Revue semestrielle de la Fondation Internationale Oasis
Les images des révoltes en Tunisie et en Égypte sont destinées à rester gravées dans l’histoire, exactement comme ce fut le cas lors de la destruction du Mur de Berlin, qui ne s’est pas simplement « effondré ». Dans ces deux pays nord-africains, imités peu à peu par tous les autres pays du monde arabe, nous ne sommes qu’au début d’un processus destiné à durer, quel que soit le chemin qui sera pris, y compris celui de la confusion. On peut dire qu’une époque vient de s’achever et que, brusquement, à la vue des places remplies d’une population pacifique qui exigeait le changement, tout le reste semblait dépassé. Le vieux peut résister en recourant à diverses solutions, de l’ouverture politique aux concessions sur le plan législatif, en passant par la violence insensée, comme on continue malheureusement de le voir. Mais il s’agit justement de « résister » à la marche inexorable d’une humanité qui réclame liberté, justice, égalité et dignité. Les « événements », comme on les appelle souvent, agitent et interrogent le Moyen-Orient, sa culture, ses structures et ses dirigeants. Une inquiétude qui vient s’ajouter à la blessure millénaire de l’Islam, cette division entre chiisme et sunnisme qui, dans la phase actuelle de l’histoire, a pris une forte connotation politique, stratégique et nationale.

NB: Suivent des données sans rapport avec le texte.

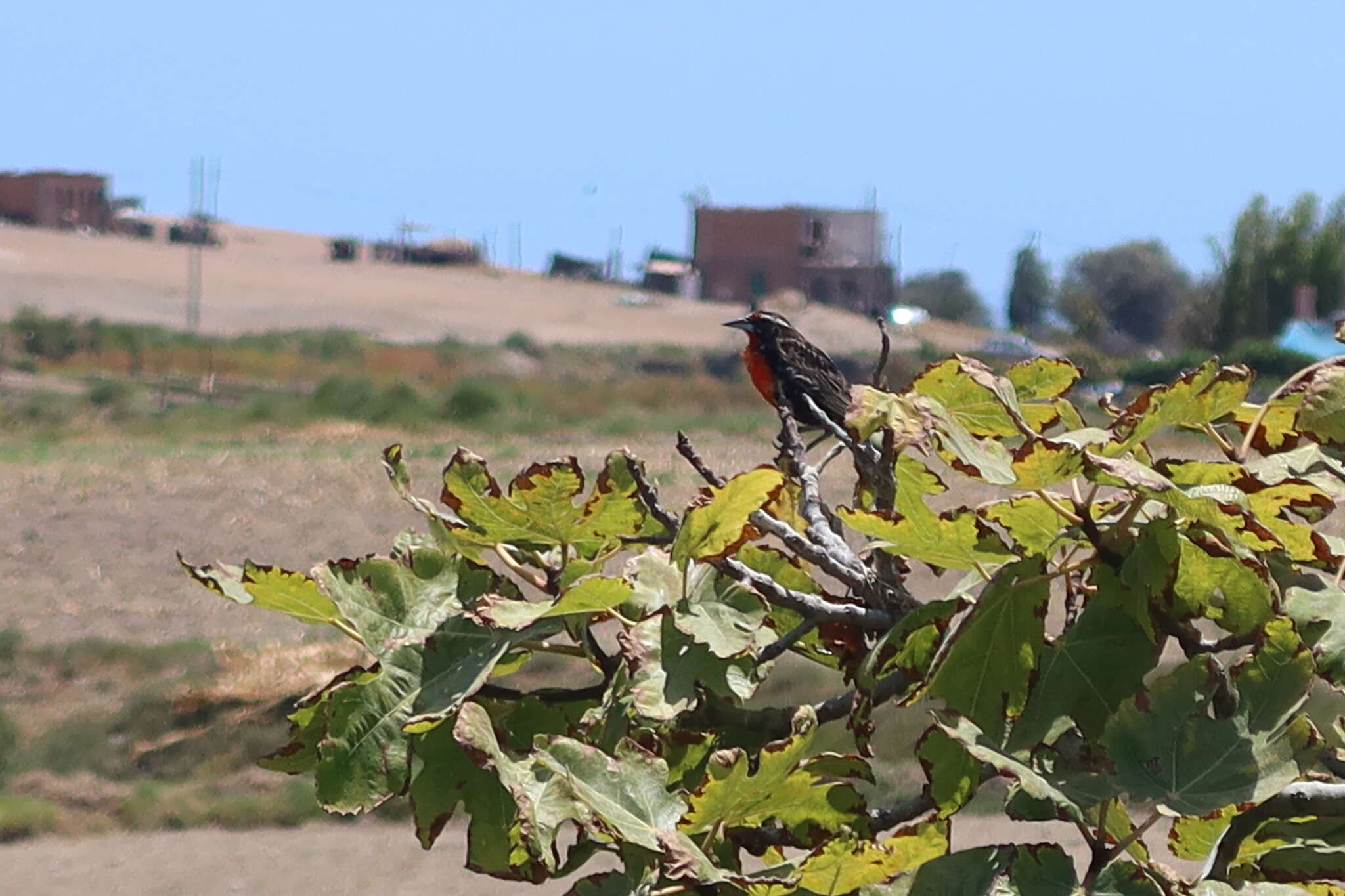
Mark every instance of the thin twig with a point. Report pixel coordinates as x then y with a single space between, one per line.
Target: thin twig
1332 761
806 605
1057 507
833 453
684 448
810 551
563 649
786 641
1224 445
1294 801
519 570
649 495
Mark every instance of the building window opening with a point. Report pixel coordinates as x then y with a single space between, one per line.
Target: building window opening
757 284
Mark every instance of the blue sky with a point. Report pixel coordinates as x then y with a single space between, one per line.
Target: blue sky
977 123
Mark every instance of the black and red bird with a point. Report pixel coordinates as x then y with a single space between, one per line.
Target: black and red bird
779 355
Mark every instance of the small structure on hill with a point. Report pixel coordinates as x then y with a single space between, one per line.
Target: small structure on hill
440 251
670 274
572 268
343 249
444 251
62 199
1306 332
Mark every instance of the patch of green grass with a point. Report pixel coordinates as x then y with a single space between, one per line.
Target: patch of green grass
76 743
156 806
11 640
26 817
88 654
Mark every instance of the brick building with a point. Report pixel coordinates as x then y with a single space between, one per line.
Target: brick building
55 199
834 257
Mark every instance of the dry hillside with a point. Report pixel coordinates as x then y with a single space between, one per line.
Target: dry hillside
276 280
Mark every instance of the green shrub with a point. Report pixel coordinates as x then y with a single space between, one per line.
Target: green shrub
11 640
472 400
74 743
521 341
51 337
1269 359
109 393
349 396
9 746
26 817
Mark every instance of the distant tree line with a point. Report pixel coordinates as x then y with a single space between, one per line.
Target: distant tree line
1136 296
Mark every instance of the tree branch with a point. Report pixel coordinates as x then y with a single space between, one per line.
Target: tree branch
649 495
758 840
1193 644
1308 798
684 448
1246 448
786 641
808 550
806 605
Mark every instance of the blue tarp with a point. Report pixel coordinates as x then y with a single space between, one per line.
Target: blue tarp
1312 337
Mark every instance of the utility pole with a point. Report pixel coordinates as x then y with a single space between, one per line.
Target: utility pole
876 254
197 196
899 264
202 214
615 255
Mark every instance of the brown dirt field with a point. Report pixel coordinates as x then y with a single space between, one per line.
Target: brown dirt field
277 280
89 530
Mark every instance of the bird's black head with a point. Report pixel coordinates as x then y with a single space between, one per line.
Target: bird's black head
762 324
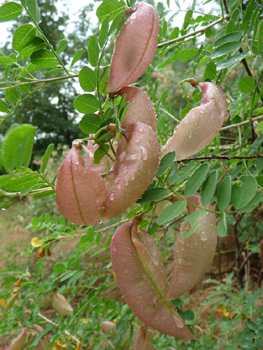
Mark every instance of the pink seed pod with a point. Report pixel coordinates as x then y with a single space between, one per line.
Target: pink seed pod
193 255
141 108
61 305
143 340
80 191
19 341
142 281
135 47
200 126
107 326
136 166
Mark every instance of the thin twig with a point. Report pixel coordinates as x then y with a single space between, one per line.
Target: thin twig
54 324
215 156
18 103
242 123
195 32
39 81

L’assassinat de Shahbaz Bhatti, ministre chrétien des Minorités au sein du gouvernement pakistanais, a été un véritable traumatisme, et pas seulement pour les chrétiens du pays. En effet, les terroristes, partisans de l’opprobre juridique et philosophique désigné sous le nom de « loi contre le blasphème », ont voulu éliminer un homme authentique, pacifique et animé d’une conscience et, avec lui, l’espérance qu’il incarnait. Nous lui rendons hommage en publiant quelques extraits d’un de ses ouvrages publiés par Marcianum Press, qui peuvent tout à fait être qualifiés de testament spirituel. Le drame du martyr chrétien Shahbaz Bhatti trouve un nouvel éclairage à travers les dernières heures de Jésus avant sa mort : cette prière poignante et solitaire au jardin des Oliviers, cette nuit de mystère humain et divin auquel le Pape consacre plusieurs pages de son second ouvrage sur Jésus. Et, toujours de Benoît XVI, le texte du discours prononcé dans la basilique Notre-Dame du Salut lors de sa visite à Venise, ville marquée par la beauté et l’aspiration à l’universalité, toutes deux étant le fruit d’une grande histoire chrétienne qui a besoin aujourd’hui de se renouveler en profondeur. Enfin, en ce qui concerne les classiques musulmans, nous publions des extraits d’un manuel prophétique de philosophie politique écrit sous forme de fables, dédié au calife al-Mansûr (VIIIe siècle) et ayant pour thème le « gouvernement juste ».
À cette occasion, nous avons regroupé sous une seule rubrique le service journalistique et les documents iconographiques. Nous célébrons ainsi la naissance d’un nouvel État, dont le nom n’est pas encore définitif mais que nous connaissons tous comme le Soudan du Sud et qui s’appelait autrefois la Nubie. Les racines chrétiennes de cet État, documentées par les images, sauront-elles inspirer les graves et importantes responsabilités que les chrétiens assument pour le bien de leur nouvelle patrie, comme le récit dans ce domaine nous l’illustre ?
Interventions, analyses et témoignages provenant de divers pays et sur divers sujets. Dans ce numéro, nous continuons nous pencher sur la place centrale occupée par la question éducative, à laquelle notre revue a consacré de nombreuses pages dans ses derniers numéros. Nous reproduisons un essai s’appuyant sur un document publié par les évêques espagnols, ainsi que deux analyses sur le système d’instruction au Liban, en lien avec la construction de l’identité nationale; nous évoquons trois exemples de « métissage culturel » dans l’Islam, l’histoire des trois frères maronites Massabki, martyrs et bienheureux et, enfin, le rôle social et politique des musulmans immigrés dans la péninsule ibérique.